As vistas de Inês de Medeiros
1.
Inês de Medeiros, presidente da Câmara de Almada, disse numa reunião autárquica o que o país já sabe:
“Almada tem este privilégio de ter bairros sociais em espaços absolutamente maravilhosos, com uma vista invejável. Qualquer bairro social da margem norte tem inveja. Eu própria amanhã ia viver para o Bairro Amarelo”.
2.
Comecei por achar que era uma brincadeira.
Percebi depois que não era uma brincadeira, Inês de Medeiros afirmara-o mesmo.
Pensei depois que a frase fora descontextualizada ou um excesso do que ela tem de sobra, uma arrogância desarmante, uma superioridade estética que a faz olhar de cima para as pessoas como se fossemos um décor – o que durante muitos anos achei piada pois Inês, apesar de toda a petulância, era diferente e eu gosto da diferença com a mesma intensidade que abomino a homogeneidade.
Passei à frente sem dar importância. Só que, ontem à noite, num jornal da SIC Notícias, Inês Medeiros aceitou responder a perguntas com o claro objetivo de aligeirar o ruído mediático.

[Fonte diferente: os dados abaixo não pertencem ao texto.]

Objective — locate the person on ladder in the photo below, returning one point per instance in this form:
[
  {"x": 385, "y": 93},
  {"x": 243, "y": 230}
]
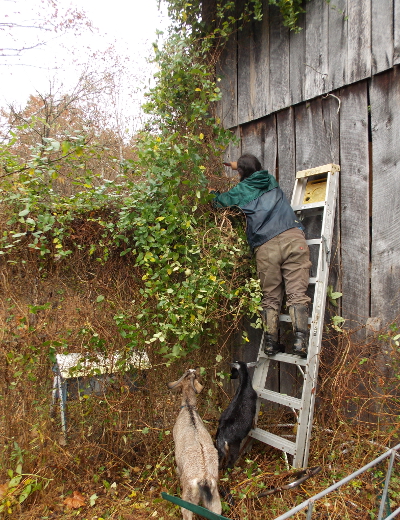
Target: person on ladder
[{"x": 282, "y": 255}]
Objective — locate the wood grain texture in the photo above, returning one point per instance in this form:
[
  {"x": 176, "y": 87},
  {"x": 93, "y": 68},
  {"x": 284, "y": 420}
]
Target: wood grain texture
[
  {"x": 317, "y": 143},
  {"x": 244, "y": 71},
  {"x": 317, "y": 129},
  {"x": 354, "y": 205},
  {"x": 234, "y": 149},
  {"x": 269, "y": 144},
  {"x": 278, "y": 61},
  {"x": 385, "y": 268},
  {"x": 259, "y": 63},
  {"x": 227, "y": 70},
  {"x": 252, "y": 139},
  {"x": 382, "y": 35},
  {"x": 359, "y": 40},
  {"x": 297, "y": 62},
  {"x": 286, "y": 151},
  {"x": 396, "y": 32},
  {"x": 337, "y": 50},
  {"x": 317, "y": 30}
]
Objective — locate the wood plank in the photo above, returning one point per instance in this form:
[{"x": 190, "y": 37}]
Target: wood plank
[
  {"x": 233, "y": 152},
  {"x": 251, "y": 135},
  {"x": 396, "y": 32},
  {"x": 286, "y": 151},
  {"x": 385, "y": 123},
  {"x": 259, "y": 62},
  {"x": 227, "y": 70},
  {"x": 354, "y": 197},
  {"x": 317, "y": 143},
  {"x": 359, "y": 40},
  {"x": 319, "y": 169},
  {"x": 297, "y": 62},
  {"x": 316, "y": 133},
  {"x": 316, "y": 49},
  {"x": 278, "y": 61},
  {"x": 337, "y": 51},
  {"x": 382, "y": 35},
  {"x": 269, "y": 144},
  {"x": 244, "y": 70}
]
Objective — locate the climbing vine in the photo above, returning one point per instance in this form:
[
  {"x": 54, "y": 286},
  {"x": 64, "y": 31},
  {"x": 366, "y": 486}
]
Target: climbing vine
[{"x": 194, "y": 263}]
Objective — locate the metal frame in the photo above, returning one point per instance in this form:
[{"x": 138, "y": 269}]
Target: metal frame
[
  {"x": 303, "y": 408},
  {"x": 309, "y": 503}
]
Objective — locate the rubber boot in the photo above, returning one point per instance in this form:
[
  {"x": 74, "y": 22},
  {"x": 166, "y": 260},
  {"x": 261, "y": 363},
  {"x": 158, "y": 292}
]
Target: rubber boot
[
  {"x": 270, "y": 318},
  {"x": 299, "y": 317}
]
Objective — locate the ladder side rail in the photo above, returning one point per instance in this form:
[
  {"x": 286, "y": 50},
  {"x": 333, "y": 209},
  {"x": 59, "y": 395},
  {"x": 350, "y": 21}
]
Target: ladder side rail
[
  {"x": 259, "y": 378},
  {"x": 310, "y": 382},
  {"x": 330, "y": 226}
]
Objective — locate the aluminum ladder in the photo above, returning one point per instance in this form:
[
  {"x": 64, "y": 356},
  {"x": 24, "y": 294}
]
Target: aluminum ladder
[{"x": 314, "y": 194}]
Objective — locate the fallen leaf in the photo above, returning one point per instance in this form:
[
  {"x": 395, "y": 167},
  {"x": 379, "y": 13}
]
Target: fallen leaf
[
  {"x": 77, "y": 500},
  {"x": 3, "y": 490}
]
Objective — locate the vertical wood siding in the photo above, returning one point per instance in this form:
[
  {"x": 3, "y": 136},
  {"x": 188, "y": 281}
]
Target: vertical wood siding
[
  {"x": 357, "y": 127},
  {"x": 385, "y": 260},
  {"x": 354, "y": 206},
  {"x": 340, "y": 43}
]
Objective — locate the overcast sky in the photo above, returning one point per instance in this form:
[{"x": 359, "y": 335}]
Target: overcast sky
[{"x": 130, "y": 26}]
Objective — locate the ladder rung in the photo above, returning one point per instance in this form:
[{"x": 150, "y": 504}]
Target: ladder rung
[
  {"x": 273, "y": 440},
  {"x": 286, "y": 317},
  {"x": 286, "y": 358},
  {"x": 312, "y": 205},
  {"x": 276, "y": 397}
]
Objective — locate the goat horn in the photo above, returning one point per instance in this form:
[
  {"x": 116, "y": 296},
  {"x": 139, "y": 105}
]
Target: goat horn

Foi pior a emenda que o soneto.
A forma como ela disse (mais do que aquilo que disse), o modo como aligeirou, a maneira como destratou as opiniões contrárias, como sorriu incrédula (numa pose de Bette Davis) para as perguntas do jornalista, tirou-me do sério.
Inês de Medeiros não faz ideia do que é viver num bairro social.
Não faz ideia do que são os problemas concretos das pessoas – faz acreditar que as pessoas, mais os seus problemas, são atores secundários nas suas peças, figurantes na sua encenação. Comove-se certamente, como se comove com um filme de Godard ou um romance de um autor suficientemente elitista, comove-se com eles como se não fossem pessoas, mas apenas ideias desenhadas por um argumentista.
“Almada tem este privilégio de ter bairros sociais em espaços absolutamente maravilhosos, com uma vista invejável”
Chegam a casa às dez da noite, massacrados pela vida de trabalho, pela falta de dinheiro, pela falta de saneamento, pelos bichos dentro das casas, por uma vida violenta e desesperançada, mas não têm que se queixar porque as vistas são maravilhosas.
Que otários os que se queixam!
Podiam perfeitamente aproveitar o cenário majestoso do Tejo e beber um gin ou dançar agarradinhos ou ler um livro do Houellebecq ou ouvir o Chico ou o Brel ou discutir sobre o destino do mundo ou fazer planos para domar o mundo…
Por que raio não o fazem se têm aquela vista soberba?
Que desperdício.
4.
“Qualquer bairro social da margem norte tem inveja. Eu própria amanhã ia viver para o Bairro Amarelo”.
Claro que sim, senhora presidente, claro que sim.
O Bairro Amarelo dá mesmo consigo.
Até poderia ter roupas a condizer, quem sabe desenhadas por um estilista de bom gosto, e levar a marmita para a rua onde, com os vizinhos, sempre depois das dez da noite, iria aprender que aquela malta, cansada e desesperada, não quer saber de vistas, mas apenas de uma presidente que saiba e reconheça que ali, naquele lugar de sonho, existe gente que vive num pesadelo permanente, num combate pela sobrevivência, na espera de uma oportunidade.
Gente que, a partir deste momento, sabe que a presidente se mudaria para o seu lugar. É claro que o faria depois de eles partirem mais a sua incapacidade de apreciarem a vida que têm.